Teams have figured the Vols out, and the Vols are tired. A step slow on defensive rotation, due to fatigue or motivation or both, and an open three becomes a wide open three. And this isn't your slightly older brother's SEC: the league is full of B+ and B- teams this season, and we've seen most of them in the last six weeks. And all this is after the talent, experience, and depth issues we all knew about already.
Perhaps we got so used to Cuonzo's habitual early season struggles and late season runs we forgot what a more normal rhythm might look and feel like. As longtime friend of the blog Volundore pointed out in our Florida postgame Saturday, these Vols have the natural flow of a team with below average talent just getting worn down over the course of the year, where close wins become close losses become blowouts.
What can the Vols do differently? I'd add my voice to those who maybe wondered why Tyndall didn't take a timeout to stop the bleeding against Vanderbilt. Then there's the "just play man" camp, and hey, it's fair to ask. Vanderbilt and Florida - who, remember, are sub-.500 SEC teams - didn't just beat Tennessee's zone, they obliterated it. 13 of Florida's first 15 made baskets were threes or dunks. Nine of Vanderbilt's final 13 made baskets - which is really just to say, all of Vanderbilt's final 13 shots - were threes or dunks. It wasn't going to get much worse.

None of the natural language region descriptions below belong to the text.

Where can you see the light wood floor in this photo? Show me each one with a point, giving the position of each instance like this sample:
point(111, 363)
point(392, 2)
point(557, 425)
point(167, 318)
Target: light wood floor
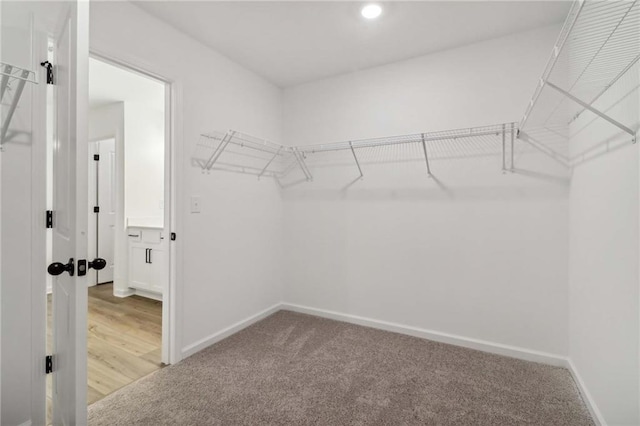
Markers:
point(124, 341)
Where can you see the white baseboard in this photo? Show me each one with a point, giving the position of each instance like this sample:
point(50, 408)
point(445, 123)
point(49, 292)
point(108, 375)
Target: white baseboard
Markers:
point(477, 344)
point(586, 395)
point(481, 345)
point(216, 337)
point(148, 294)
point(123, 293)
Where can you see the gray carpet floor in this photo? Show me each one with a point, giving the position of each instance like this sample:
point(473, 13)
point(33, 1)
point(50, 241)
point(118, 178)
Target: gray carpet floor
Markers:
point(302, 370)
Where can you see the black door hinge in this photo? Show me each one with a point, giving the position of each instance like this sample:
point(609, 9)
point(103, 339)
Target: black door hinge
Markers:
point(49, 66)
point(48, 364)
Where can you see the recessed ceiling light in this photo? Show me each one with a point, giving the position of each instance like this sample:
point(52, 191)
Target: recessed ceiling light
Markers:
point(371, 11)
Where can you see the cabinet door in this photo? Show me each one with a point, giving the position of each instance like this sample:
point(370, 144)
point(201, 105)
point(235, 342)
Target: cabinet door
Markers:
point(140, 272)
point(157, 257)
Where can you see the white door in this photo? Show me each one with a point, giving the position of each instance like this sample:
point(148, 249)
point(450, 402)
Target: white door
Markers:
point(102, 221)
point(107, 204)
point(71, 47)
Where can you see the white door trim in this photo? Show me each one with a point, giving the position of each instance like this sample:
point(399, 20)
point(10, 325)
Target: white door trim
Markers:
point(171, 307)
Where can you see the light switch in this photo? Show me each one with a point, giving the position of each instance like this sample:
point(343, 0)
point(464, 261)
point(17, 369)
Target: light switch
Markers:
point(195, 204)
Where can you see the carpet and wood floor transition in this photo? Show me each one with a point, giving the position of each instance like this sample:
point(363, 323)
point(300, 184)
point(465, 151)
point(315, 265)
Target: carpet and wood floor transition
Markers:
point(298, 369)
point(124, 341)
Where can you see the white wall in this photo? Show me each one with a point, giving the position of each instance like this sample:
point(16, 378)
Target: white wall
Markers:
point(474, 253)
point(144, 163)
point(144, 100)
point(604, 236)
point(232, 253)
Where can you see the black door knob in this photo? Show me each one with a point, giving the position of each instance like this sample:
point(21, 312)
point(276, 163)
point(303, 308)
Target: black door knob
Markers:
point(97, 264)
point(57, 268)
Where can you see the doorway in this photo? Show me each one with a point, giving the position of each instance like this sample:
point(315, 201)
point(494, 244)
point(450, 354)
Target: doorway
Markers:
point(128, 214)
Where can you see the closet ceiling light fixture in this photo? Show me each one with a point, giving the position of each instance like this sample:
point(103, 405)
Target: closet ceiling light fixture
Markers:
point(371, 11)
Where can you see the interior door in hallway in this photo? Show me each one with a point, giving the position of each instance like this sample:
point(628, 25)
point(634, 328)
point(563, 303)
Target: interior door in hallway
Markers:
point(69, 236)
point(104, 196)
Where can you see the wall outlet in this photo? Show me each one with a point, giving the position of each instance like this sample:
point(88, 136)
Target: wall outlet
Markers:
point(195, 204)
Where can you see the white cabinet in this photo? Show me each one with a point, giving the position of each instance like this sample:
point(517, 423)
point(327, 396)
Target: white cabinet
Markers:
point(146, 259)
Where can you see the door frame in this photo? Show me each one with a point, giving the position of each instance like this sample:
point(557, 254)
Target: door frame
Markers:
point(171, 306)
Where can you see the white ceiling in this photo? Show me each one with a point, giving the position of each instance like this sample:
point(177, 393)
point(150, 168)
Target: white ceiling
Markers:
point(109, 84)
point(290, 43)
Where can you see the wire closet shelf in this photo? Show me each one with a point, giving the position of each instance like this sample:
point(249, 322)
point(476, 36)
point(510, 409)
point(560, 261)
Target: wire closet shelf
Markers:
point(12, 82)
point(597, 47)
point(235, 151)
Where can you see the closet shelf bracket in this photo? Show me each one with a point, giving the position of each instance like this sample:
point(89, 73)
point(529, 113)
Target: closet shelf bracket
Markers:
point(355, 157)
point(298, 156)
point(593, 110)
point(12, 76)
point(216, 154)
point(262, 172)
point(426, 156)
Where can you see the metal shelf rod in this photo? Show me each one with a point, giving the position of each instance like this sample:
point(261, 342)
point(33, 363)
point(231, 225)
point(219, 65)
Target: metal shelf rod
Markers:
point(593, 110)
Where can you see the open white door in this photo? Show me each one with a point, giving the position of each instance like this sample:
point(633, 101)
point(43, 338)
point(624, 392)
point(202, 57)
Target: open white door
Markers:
point(71, 68)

But I don't think Donnie Tyndall is too stubborn to try something he thinks would help. I think he simply thinks there's not much else to do at this point in the season. "Why doesn't Tyndall change defenses," is the wrong question right now. And though I am usually one to overrate chemistry, effort, etc., I can even understand the loss of a little fight from this team. This is the first time Richardson, Armani Moore, and Derek Reese have come to the final week of the season with really nothing to play for until the SEC Tournament. None of the other guys on this roster know what it's like to chase the bubble either. I don't like it. But I do get it.
Beyond that, Tyndall, like Butch Jones, knows the number one thing the Vols can do differently is get better players. And Tennessee's ability to get better players is significantly hampered by Donnie Tyndall's NCAA situation right now.
Most of the things that are true about Tennessee's basketball future were still true four days and 54 minutes of basketball ago. The Vols lack the talent and experience to win at a high level right now. Much of this problem can only be solved in recruiting. Tyndall can't effectively recruit right now.
This has been our reality all year, forgotten for a few happy weeks as we overachieved, and now perhaps remembered a little too much. But whether the Vols finished 17-13 or 13-17, this was the short-term situation over at least this year and next. I think Donnie Tyndall can win in the long-term, but I'm not sure exactly how long that's going to be.
I think there is a cultural aspect to this as well, more questions to be asked about how Tennessee Basketball got to this moment. We'll have more on that later this week. But as far as how and why the Vols have gone from 12-5 to 14-14? I think the answers are both more simple and will take longer to resolve than we'd like.
Tennessee has two chances left to change this narrative in the regular season, and then their season will come to a head in Nashville. Can Donnie Tyndall get anything more from this team? Can Josh Richardson give any more to this team? And at this point, is it fair for us to expect anything different?